I am glad that America allows for inviduals to discriminate about thier own values and purposes, otherwise, I would be discriminated against!!

Tuesday, December 21, 2010

Choice and Homosexuality

Today's discussion on the radio concerned homosexuality and the "Don't Ask, Don't Tell" policy. The basic rationale presented was that homosexuality was not appropriate behavior, because the majority does not think it is.

While the military has its "discipline" to consider, I agree that "anything goes" is inappropriate for military behavior! I respect those that serve in our military because of their commitment to the American value of liberty. But, because our country values liberty; how do we fairly evaluate  homosexuality? And what does homosexuality have to do with discipline, choice, or commitment, or how do these values influence how we understand homosexuality?

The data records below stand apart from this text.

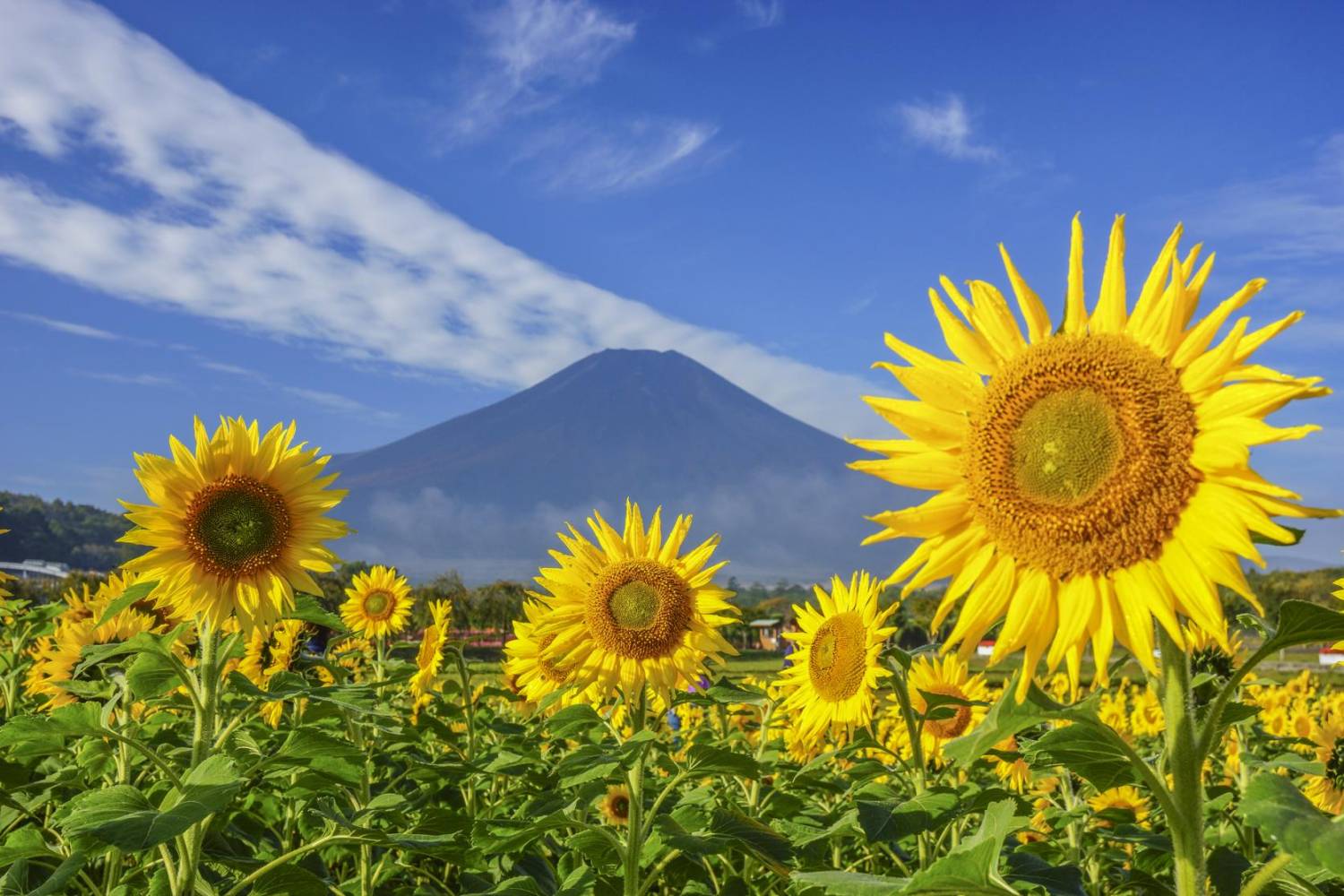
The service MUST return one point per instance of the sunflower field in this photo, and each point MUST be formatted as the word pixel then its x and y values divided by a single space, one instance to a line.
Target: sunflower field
pixel 201 721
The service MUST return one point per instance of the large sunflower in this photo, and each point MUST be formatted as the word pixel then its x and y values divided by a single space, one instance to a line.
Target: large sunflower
pixel 1089 478
pixel 376 603
pixel 631 608
pixel 835 672
pixel 237 527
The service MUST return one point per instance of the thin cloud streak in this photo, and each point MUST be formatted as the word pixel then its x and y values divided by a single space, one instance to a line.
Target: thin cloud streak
pixel 945 128
pixel 65 327
pixel 301 244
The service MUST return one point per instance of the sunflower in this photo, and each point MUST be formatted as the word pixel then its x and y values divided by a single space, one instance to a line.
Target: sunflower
pixel 430 656
pixel 1089 478
pixel 526 665
pixel 1124 797
pixel 631 608
pixel 378 603
pixel 1015 771
pixel 833 677
pixel 616 805
pixel 948 676
pixel 237 527
pixel 56 657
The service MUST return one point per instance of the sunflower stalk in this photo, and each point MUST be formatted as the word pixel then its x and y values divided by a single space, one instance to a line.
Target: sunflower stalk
pixel 634 780
pixel 202 745
pixel 1185 763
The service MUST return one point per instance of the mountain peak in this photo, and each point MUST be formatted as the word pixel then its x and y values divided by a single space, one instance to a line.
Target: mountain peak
pixel 656 426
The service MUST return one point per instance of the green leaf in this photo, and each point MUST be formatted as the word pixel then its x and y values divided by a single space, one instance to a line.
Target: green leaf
pixel 56 884
pixel 757 839
pixel 1094 753
pixel 124 817
pixel 706 759
pixel 134 592
pixel 308 610
pixel 1263 538
pixel 892 820
pixel 1281 813
pixel 289 880
pixel 972 868
pixel 1008 716
pixel 1303 622
pixel 1029 868
pixel 151 676
pixel 847 883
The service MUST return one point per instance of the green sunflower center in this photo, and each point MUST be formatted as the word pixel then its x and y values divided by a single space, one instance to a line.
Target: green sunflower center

The argument that homosexuality has a "right" to minority status does "not hold water" to some because of "nature's nature". These argue that ethnic identity cannot be used equatably with homosexuality because one's ethinicity is not a choice. I agree that choice is an ultimate distinction and ultimate value when it regards what is appropriate or inappropriate.



Biblicists wouldn't even "go there", as the text bans such behavior, and one shouldn't be allowed "choice" about such matters. There are no compromises on accepting, condoning, or considering such behavior. But, others are not so opinionated. Others who want to hold to a "middle way", of choice, choose to uphold self-discipline, or denial of certain expressions of sexual desire. This argument holds validity because we want to uphold self-discipline,  and fidelity. But is denial of sexual expression appropriate to the homosexual alone, or are there other means to judge appropriate or inappropriate behavior? Is there only "one position" that is  allowable?  How does one judge sexual expression?  Does nature alone guide our judgments? Then, why don't we hold to nature is all of our judgments and not inspired texts? Is there diversity in nature? Are humans only sophisticated animals, who can choose, and don't behave only by instinct? I think so.

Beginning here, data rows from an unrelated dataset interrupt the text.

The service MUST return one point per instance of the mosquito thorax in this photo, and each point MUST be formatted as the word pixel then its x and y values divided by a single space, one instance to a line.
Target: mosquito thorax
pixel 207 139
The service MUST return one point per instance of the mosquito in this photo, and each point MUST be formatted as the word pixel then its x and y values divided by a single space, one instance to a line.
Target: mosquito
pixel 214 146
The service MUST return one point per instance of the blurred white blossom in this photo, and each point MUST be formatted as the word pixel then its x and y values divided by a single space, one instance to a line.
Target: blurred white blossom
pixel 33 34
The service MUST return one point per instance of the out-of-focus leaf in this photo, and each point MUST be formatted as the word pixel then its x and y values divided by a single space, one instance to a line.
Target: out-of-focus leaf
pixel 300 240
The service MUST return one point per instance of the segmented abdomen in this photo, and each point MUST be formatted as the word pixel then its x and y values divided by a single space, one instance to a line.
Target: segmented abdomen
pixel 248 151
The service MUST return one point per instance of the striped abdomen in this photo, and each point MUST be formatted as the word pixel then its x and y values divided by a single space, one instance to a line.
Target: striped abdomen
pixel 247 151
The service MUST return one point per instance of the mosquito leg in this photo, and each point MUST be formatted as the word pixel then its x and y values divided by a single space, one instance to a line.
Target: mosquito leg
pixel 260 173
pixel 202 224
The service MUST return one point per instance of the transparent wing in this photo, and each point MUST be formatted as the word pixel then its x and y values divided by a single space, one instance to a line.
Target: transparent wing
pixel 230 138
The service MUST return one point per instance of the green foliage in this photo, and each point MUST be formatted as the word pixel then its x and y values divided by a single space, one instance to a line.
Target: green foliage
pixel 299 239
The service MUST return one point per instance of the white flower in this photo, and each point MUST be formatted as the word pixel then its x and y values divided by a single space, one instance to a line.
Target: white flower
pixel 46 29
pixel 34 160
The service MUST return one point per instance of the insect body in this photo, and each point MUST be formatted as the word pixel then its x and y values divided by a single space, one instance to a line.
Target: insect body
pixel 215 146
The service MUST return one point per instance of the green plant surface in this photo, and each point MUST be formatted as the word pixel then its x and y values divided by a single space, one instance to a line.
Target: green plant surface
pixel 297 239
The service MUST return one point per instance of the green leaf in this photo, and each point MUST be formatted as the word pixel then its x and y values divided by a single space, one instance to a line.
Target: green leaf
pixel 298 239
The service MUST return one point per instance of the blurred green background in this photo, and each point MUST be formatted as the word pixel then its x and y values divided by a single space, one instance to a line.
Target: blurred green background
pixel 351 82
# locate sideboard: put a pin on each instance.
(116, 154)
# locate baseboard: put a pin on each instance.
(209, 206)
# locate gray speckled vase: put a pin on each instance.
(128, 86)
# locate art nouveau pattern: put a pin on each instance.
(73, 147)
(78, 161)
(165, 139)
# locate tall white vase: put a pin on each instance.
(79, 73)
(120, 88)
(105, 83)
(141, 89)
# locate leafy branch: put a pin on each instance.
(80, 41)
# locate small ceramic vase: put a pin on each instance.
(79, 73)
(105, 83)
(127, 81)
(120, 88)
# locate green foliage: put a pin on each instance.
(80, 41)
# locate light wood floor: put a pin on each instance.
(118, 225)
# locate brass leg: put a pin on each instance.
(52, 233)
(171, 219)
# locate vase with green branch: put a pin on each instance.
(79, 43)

Choice is as much about commitment and fidelity to one's chosen partner, as it is about "equal rights" and society's protection. The choice to commit one's life to faithfulness in a given area is an important value to uphold, as it is foundational to integrity, and trust. It is social contract. The right to sexual expression with my chosen partner, means that I forgo others. Social order is maintained, and yet, we have been "liberal" in our understanding of the homosexual. Isn't this really what should control our arguments, what is best for society and why? And shouldn't it be based on rationale, not appeals to irrational beliefs about "God"?

Opponents argue that homosexuals have a promiscous lifestyle which would undermine societial stability for raising children, and limiting sexually transmitted diseases. Although some homosexuals are promiscuous and some spread disease, so do heterosexuals. The issue is not homosexuality, but choices about lifestyle and the values of family and fidelity.

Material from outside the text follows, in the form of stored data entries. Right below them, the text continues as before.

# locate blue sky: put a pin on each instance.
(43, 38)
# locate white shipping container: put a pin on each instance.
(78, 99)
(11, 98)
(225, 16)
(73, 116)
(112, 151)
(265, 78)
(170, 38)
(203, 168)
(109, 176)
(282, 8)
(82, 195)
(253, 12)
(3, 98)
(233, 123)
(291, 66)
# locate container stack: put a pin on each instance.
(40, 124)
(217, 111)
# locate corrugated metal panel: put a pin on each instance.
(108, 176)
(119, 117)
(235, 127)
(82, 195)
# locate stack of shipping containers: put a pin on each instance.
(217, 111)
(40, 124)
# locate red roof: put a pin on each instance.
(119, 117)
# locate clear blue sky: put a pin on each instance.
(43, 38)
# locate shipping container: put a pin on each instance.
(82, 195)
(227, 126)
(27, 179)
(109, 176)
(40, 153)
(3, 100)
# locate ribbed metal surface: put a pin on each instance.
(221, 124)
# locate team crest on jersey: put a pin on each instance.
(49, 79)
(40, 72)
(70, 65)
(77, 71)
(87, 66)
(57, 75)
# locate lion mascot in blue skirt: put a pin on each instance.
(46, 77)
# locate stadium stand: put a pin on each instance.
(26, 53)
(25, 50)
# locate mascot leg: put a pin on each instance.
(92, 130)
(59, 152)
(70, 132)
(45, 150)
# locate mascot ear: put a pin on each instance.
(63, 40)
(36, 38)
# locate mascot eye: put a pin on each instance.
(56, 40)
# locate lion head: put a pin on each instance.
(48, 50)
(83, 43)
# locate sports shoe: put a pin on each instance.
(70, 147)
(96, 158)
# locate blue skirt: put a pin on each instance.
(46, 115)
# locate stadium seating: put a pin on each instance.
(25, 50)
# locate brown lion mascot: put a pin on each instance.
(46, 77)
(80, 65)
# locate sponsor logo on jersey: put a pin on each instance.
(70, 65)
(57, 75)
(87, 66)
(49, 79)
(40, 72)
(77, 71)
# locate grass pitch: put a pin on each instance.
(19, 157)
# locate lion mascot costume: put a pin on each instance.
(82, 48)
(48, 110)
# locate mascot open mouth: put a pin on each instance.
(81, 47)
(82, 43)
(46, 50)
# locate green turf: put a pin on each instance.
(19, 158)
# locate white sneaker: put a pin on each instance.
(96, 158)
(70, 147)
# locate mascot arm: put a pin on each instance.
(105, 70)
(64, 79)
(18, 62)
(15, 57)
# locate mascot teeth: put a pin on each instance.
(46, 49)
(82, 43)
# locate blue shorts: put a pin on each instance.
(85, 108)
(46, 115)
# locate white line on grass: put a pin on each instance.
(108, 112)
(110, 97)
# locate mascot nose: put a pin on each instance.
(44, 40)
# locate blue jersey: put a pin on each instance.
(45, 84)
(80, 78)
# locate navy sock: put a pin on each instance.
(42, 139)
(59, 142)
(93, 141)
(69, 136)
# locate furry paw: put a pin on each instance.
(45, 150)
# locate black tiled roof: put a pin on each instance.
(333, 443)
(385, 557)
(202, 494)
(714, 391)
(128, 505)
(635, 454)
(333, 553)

Some argue that homosexual homes are not conducive for child-rearing as it is an inappropriate role model. But, the question should be what represents an appropriate role model? Is one's ability to procreate the only consideration when one argues against homosexuality? What about the heterosexual that cannot have children? Or those that have gotten beyond child-bearing years? Do these have any "right" to sexual expression with their partner? Or is sex only about procreation?

Shouldn't we uphold fidelity to one's partner, as an ultimate value in America, whether hetereosexual or homosexual because this is what benefits society and the children raised in families?

Self-control, character, choice, and commitment are what should be considerations when we evaluate "rights", society and human flourishing.